Cole's face was set in a dark frown. “I still feel so uneasy about the whole thing with Brian.”

“It's case closed,” said Nancy. “You heard Agent McCallum. The
FBI
has found the email McGrath sent to Brian with the death threats. They have traced it back to that Internet place in Browning where he logged on to send the notes. They tore apart his digital files and found an email account linked to his
IP
address. The only reason they found it in the first place is because he had sent himself an email from that account pretending to be Chip saying he wouldn't be able to work the guided hike in Glacier. That created the opportunity for Derek to bring his friend and fellow mercenary Blake Foreman into the picture. The
FBI
has also lifted a latent fingerprint off the note that he passed to Charlie Crowfoot. They even found ballistic evidence that linked the gun that killed Brian to the one that killed Chip.”

“I don't know . . .”

“Let it go, Cole. It's Thanksgiving. Be thankful.” Walter was washing his coffee cup.

“I am. Very,” said Cole, putting a hand on Nancy's knee.

“Hell, I've even got my old job back,” said Walter. “Mind you, I got one hell of a talking-to before they let me back in the door.”

Sarah charged into the house, two dogs close on her heels.

“Shoes!” Nancy and Cole said at the same time. The girl stopped and used her toes to pull off her shoes. She ran and jumped into Cole's lap.

“God, you're getting too big for this.”

“I'll never be too big,” said Sarah.

“You're right.”

“When are we going riding?”

“Walt?”

“Let's do it. I'll go and get started with the horses.”

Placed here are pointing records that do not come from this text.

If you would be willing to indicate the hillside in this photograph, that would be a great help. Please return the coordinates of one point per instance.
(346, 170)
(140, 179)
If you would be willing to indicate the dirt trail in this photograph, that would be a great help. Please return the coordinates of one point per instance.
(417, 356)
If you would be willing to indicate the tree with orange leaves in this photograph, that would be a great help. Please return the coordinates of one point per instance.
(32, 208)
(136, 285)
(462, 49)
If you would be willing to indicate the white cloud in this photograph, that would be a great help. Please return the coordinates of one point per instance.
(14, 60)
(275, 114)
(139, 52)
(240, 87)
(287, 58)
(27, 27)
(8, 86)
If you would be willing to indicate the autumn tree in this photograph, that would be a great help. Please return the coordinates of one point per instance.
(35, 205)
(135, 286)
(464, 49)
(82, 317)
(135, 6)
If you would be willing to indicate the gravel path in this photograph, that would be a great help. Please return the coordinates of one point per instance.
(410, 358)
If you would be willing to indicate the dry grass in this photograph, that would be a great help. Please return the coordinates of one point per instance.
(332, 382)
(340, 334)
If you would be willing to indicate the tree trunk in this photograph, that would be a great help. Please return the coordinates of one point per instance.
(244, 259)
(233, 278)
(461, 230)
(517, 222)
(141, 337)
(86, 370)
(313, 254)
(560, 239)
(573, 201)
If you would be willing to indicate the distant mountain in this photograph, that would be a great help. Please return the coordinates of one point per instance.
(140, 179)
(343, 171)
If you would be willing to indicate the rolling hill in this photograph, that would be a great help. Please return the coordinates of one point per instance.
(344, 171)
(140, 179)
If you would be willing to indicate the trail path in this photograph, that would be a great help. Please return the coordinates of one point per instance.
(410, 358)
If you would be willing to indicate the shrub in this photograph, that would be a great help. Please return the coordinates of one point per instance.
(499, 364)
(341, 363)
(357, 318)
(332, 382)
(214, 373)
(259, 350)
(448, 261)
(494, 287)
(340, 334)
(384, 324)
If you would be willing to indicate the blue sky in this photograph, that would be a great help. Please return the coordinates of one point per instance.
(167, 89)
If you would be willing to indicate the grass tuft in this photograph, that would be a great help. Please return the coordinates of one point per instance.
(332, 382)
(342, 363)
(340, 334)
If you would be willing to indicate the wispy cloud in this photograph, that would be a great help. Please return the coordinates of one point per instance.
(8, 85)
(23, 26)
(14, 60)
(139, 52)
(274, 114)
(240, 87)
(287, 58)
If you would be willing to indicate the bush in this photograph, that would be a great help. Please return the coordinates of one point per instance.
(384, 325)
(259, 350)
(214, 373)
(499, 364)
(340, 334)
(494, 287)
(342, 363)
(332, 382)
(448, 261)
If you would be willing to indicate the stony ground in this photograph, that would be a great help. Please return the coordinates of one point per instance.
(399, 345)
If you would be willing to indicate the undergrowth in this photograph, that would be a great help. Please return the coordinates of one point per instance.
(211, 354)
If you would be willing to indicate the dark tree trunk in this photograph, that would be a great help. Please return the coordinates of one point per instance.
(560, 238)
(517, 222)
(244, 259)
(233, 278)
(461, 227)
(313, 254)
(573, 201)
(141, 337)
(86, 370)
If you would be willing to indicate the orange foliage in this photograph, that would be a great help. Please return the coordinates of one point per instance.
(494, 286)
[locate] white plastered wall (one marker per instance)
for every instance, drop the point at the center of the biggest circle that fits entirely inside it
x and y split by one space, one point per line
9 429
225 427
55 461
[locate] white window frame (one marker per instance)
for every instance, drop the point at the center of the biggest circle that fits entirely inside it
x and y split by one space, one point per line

“I'll help!” Sarah sprang off Cole. He winced but then smiled.

“Come on, Daddy!”

“Yeah, come on, Daddy,” echoed Nancy.

THEY RODE FOR
three hours, up into the shimmering aspens, their leaves the color of burnt umber and yellow warblers. Sarah rode out front with Walter, with Nancy behind them and Cole riding easily in the rear. They had a picnic lunch on top of the ridge above the house. From the summit they could see the folded earth of the Whaleback and, beyond, the already snowcapped slopes of Thunder Mountain.